Mr. Modi said that many of the changes he has put in place would have been regarded in previous administrations as difficult to implement, but now that he has done them, to his critics they no longer qualify as “big bang.”
One measure that would clearly provide a major impetus to the economy is a long-pending goods and services tax, known as the GST, which would replace a web of varying state taxes with a more business-friendly national levy.
But Mr. Modi has been unable to steer the required legislation through a gridlocked upper house of Parliament, where his BJP is in the minority. The government’s chief economic adviser said it would be reintroduced in the next session of Parliament in July.
Mr. Modi said he expects the legislation to pass this year.
Under Mr. Modi, relations between New Delhi and Washington have strengthened considerably. Mr. Obama last year became the first American president to attend India’s Republic Day military parade, and the two leaders agreed to a “joint strategic vision.”
The U.S. wants India to become economically and militarily strong enough to serve as a credible counterweight to a rising China, which is remaking the balance of power in Asia, and defense cooperation between the U.S. and India has deepened.
India has joined Washington in its calls for freedom of navigation, especially in the South China Sea, where China’s assertion of its territorial claims has unnerved neighbors. But on Wednesday the prime minister played down any friction with China, pointing to increasing trade and diplomatic exchanges between the two nations.
In the “relationship between China and the U.S., there are areas where they have substantial differences but there are also areas where they work closely,” Mr. Modi said. “This is the new way. If we want to ensure the success of this interdependent world, I think countries need to cooperate, but at the same time we also need to ensure that there is respect for international norms and international rules.”

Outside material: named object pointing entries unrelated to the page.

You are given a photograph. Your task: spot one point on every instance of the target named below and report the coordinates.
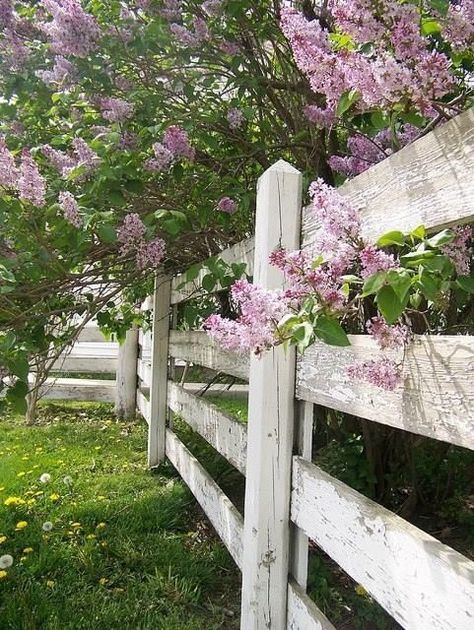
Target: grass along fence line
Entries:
(126, 546)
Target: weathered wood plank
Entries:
(159, 371)
(426, 183)
(224, 433)
(143, 405)
(436, 398)
(126, 377)
(220, 510)
(198, 347)
(271, 419)
(304, 448)
(78, 389)
(303, 614)
(418, 580)
(240, 252)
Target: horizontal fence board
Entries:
(428, 182)
(91, 334)
(435, 399)
(303, 614)
(198, 347)
(78, 389)
(240, 252)
(143, 405)
(222, 513)
(418, 580)
(224, 433)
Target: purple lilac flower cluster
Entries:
(70, 208)
(175, 146)
(364, 151)
(404, 68)
(26, 179)
(72, 31)
(254, 330)
(64, 163)
(131, 236)
(116, 109)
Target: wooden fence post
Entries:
(126, 378)
(159, 371)
(271, 418)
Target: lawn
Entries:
(122, 546)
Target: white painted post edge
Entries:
(270, 423)
(126, 378)
(159, 371)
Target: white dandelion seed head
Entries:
(6, 561)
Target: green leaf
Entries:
(400, 281)
(16, 395)
(107, 233)
(20, 367)
(374, 283)
(346, 101)
(429, 26)
(330, 331)
(391, 238)
(442, 238)
(302, 334)
(466, 283)
(440, 6)
(208, 282)
(389, 304)
(419, 232)
(429, 285)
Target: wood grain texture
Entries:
(143, 405)
(159, 371)
(422, 583)
(240, 252)
(303, 614)
(198, 347)
(220, 510)
(270, 422)
(78, 389)
(222, 431)
(126, 377)
(426, 183)
(436, 398)
(304, 448)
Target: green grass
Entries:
(152, 564)
(235, 406)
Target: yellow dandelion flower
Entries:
(21, 525)
(14, 501)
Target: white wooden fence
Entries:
(421, 582)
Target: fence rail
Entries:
(421, 582)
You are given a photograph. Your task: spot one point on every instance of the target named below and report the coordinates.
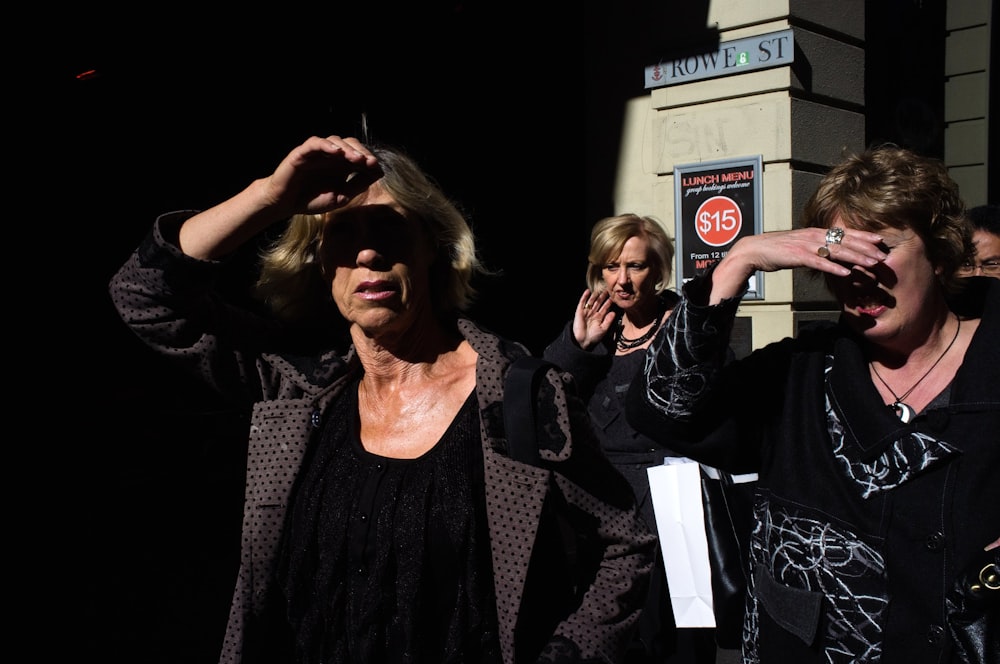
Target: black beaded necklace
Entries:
(624, 343)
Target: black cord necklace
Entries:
(624, 343)
(904, 411)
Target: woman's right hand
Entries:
(320, 175)
(593, 318)
(780, 250)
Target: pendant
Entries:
(904, 412)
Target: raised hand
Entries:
(593, 318)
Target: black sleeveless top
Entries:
(388, 560)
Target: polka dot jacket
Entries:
(167, 299)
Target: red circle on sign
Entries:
(718, 221)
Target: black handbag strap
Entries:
(520, 388)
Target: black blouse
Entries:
(388, 560)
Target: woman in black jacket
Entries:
(875, 439)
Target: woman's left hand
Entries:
(593, 318)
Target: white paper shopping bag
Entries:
(680, 521)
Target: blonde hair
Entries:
(890, 186)
(292, 282)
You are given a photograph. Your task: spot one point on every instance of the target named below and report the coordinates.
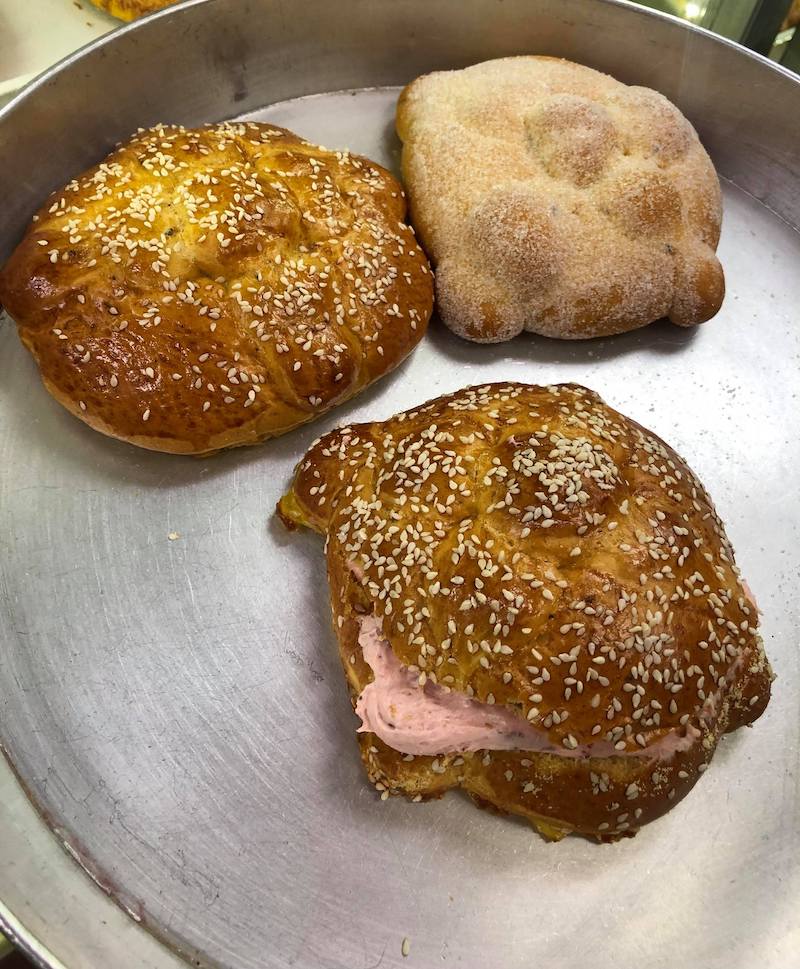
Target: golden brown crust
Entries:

While some other world leaders, including British Prime Minister David Cameron, have condemned U.S. presidential hopeful Donald Trump for his proposal to temporarily ban Muslims from the U.S., Mr. Modi declined to comment.
“These are issues of debate in the election. A government shouldn’t respond to that,” he said. “As a part of the election debate many things will be said there, who ate what, who drank what, how can I respond to everything?”
India has more than 170 million Muslims, who account for 14% of the country’s population.